Tyler Phommachanh drove the UConn offense 82 yards in the final minute, and when he flipped it to running back Nate Carter for a touchdown with four seconds to play, the Huskies were a two-point conversion away from an extra session.
Instead Wyoming’s Rome Weber batted the pass away and the Huskies’ hopes were sunk.
“There’s a fine line in this business. Hopefully next week we’ll make the catch,” Spanos said.
On a crazy day of upsets and odd scores in college football, the Huskies were actually trying to become the second 31-point underdog to win on Saturday. Bowling Green’s stunning win over Minnesota earlier in the day provided the first shocker of the afternoon.
Instead it was Wyoming that scored 14 points in the game’s final seven minutes to further frustrate the Huskies.
“It stings but we can see improvement in our team, from the offense to the defense to the special teams,” Carter said.
Even without two of its best players on defense due to injuries, the Huskies were able to keep the Cowboys at bay for most of the day. Yes, the Wyoming offensive line began to dominate late in the game, but nearly gone were the chunk plays that UConn has been allowing weekly for going on four years.
And the offense was different, too.
UConn scored on its opening drive, a first for them this season.
And it held a lead at the half, and a double-digit one at that, for the first time all season.
There were plenty of reasons for that but Phommachanh, who appears wise in the pocket beyond his years, was the primary one.
“He’s a massive bright spot right now. He definitely energizes the offense,” UConn cornerback Jeremy Lucien said.
The other thing that changed Saturday was UConn’s offensive playbook appeared to open up significantly. Perhaps it was the addition of offensive analyst Noel Mazzone to the UConn staff that convinced the Huskies drastic change was needed, or perhaps some kind of self-scouting occurred.
Either way, the Huskies took the lead with a flea flicker that thrilled the scant crowd in attendance and fired up the entire home sideline. Phommachanh handed the ball to Carter, who gave it to wide receiver Aaron Turner for an apparent end-around, who pitched it back to Phommachanh, who fired it deep down field to tight end Jay Rose. Rose did the rest, even flipping over the only Wyoming defender in his path and into the end zone.
UConn needs more of that if it is to attract fans and excite alumni as it tries to emerge from the ashes.
UConn’s head coaches in the last two decades have either been at one extreme or another when it comes to trick plays.
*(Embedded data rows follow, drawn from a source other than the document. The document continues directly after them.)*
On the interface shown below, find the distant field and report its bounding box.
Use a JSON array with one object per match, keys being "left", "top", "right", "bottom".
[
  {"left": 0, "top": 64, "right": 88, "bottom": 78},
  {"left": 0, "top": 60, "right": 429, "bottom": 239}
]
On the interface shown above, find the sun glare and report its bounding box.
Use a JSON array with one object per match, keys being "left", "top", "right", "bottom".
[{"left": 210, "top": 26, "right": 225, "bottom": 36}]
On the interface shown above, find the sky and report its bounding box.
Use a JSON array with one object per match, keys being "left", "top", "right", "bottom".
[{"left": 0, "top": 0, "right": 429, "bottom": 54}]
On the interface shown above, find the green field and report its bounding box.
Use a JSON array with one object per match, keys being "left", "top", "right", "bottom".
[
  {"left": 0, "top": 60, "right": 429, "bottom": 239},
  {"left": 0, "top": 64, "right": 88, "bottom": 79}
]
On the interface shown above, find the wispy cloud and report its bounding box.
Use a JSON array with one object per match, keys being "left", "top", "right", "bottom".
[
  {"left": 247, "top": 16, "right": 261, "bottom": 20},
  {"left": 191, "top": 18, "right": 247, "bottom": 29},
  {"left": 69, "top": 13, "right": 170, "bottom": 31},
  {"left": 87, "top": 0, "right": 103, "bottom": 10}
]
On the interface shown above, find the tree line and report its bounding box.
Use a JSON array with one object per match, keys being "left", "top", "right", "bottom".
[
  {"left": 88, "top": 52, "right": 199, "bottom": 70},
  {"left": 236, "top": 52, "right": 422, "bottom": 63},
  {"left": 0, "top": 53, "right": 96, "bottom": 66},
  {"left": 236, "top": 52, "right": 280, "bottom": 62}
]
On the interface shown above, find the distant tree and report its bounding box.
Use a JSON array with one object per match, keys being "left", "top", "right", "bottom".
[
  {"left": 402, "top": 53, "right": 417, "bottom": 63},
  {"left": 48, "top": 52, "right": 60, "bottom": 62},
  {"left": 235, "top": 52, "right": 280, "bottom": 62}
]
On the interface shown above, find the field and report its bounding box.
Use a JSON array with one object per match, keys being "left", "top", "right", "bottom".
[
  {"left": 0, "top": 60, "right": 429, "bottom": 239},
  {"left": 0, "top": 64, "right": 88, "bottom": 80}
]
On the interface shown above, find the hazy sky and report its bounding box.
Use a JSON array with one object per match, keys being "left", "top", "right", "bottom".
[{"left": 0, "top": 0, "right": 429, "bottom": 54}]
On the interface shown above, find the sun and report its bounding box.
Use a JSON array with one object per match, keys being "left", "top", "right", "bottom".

Randy Edsall would sooner run his car onto the field and stall for time than a fake a punt or a kick. And trick plays on offense were almost completely a no-no as well.
Bob Diaco would run a trick play - he called them “exotics” - every third down if given the chance. He once ran nearly the same fake field goal play twice in the same game.
There is room, one would hope, for a happy medium as the Huskies decide who the best person is to find a new permanent leader for the program.
As for the current Huskies, they are not the same also-rans they were a few weeks ago.
For the fifth time in five games this season UConn’s opponent entered its game against the Huskies unbeaten. And, like Fresno State, Holy Cross, Purdue, and Army before it, Wyoming left the field still sporting its unblemished record.
But this time, the result was somehow different.
They showed some remarkable fight, which for this program is a remarkable improvement.